A European court ruled Thursday that Ireland's constitutional ban on abortion a violation of human rights.
The decision by the the European Court of Human Rights will put pressure on Ireland to give limited abortion rights to women whose lives are endangered by pregnancy.
In an 11-6 verdict, the 17 Strasbourg judges said Ireland was wrong to keep the legal situation unclear and said the Irish government had offered no credible explanation for its failure. The Irish judge on the panel, Mary Finlay Geoghegan, sided with that majority view.
"(Ireland's failure) has resulted in a striking discordance between the theoretical right to a lawful abortion in Ireland on grounds of a relevant risk to a woman's life, and the reality of its practical implementation," the judges wrote.

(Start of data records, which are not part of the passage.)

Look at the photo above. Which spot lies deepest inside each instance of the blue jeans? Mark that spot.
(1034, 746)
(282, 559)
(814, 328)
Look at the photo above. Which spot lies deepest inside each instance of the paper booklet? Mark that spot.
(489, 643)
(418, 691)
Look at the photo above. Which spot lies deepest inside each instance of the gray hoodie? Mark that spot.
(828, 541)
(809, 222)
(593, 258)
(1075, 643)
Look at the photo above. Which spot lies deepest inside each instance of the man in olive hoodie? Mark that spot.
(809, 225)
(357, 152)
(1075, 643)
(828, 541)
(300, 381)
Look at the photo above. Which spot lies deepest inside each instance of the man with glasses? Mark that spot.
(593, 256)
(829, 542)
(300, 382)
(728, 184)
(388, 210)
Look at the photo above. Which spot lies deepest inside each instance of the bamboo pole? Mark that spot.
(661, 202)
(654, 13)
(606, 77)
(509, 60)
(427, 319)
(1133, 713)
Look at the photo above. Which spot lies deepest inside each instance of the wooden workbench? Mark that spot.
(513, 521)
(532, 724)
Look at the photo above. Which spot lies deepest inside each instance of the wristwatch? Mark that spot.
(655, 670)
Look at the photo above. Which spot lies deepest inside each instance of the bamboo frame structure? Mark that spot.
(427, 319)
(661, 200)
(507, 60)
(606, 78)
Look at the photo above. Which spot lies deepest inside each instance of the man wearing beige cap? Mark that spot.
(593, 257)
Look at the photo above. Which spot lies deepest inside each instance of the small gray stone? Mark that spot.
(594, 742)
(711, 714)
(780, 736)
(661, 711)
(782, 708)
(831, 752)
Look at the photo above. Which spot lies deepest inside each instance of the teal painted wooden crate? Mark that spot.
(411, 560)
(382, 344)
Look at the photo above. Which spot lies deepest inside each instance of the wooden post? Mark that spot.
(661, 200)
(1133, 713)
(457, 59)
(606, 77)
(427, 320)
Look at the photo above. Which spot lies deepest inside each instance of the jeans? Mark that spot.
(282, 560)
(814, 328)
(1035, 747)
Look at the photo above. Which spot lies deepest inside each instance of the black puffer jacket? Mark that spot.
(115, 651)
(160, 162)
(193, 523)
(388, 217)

In 1992, the Irish Supreme Court ruled that abortion should be legal in those cases. But Irish lawmakers refused to go along with the court's ruling.
Some pro-choice advocates claimed the 18-year delay has left the abortion rights of thousands of women in legal limbo, obliging many to travel overseas for the procedure rather than rely on Irish doctors who were fearful of being prosecuted.

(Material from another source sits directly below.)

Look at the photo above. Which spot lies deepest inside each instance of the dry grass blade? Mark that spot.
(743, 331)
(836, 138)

Under Irish law dating back to 1861, a doctor and woman both could be prosecuted for murder if an abortion was later deemed not to be medically necessary.
The ruling likely came as a disappointment to pro-lifers.
Prior to Thursday's ruling, Roger Kiska, who is based in Europe and a legal counsel for the American pro-life legal group Alliance Defense Fund, told LifeNews.com the case could set an official policy on the issue for Europe.
"No one should be allowed to decide that an innocent life is worthless. Ireland's constitutional amendment defending innocent life is under attack, and now the stakes have just gotten higher," he said.
"With the case moving to the Grand Chamber, the ramifications of the decision that is eventually reached in the case are massive," he added.
"The case is not only pivotal to Europe; it is pivotal to America as well," Kiska added. "With ever-greater frequency, American courts have considered what other countries are doing when deciding their own cases. This case could be the Roe v. Wade of Europe, so its importance should not be underestimated."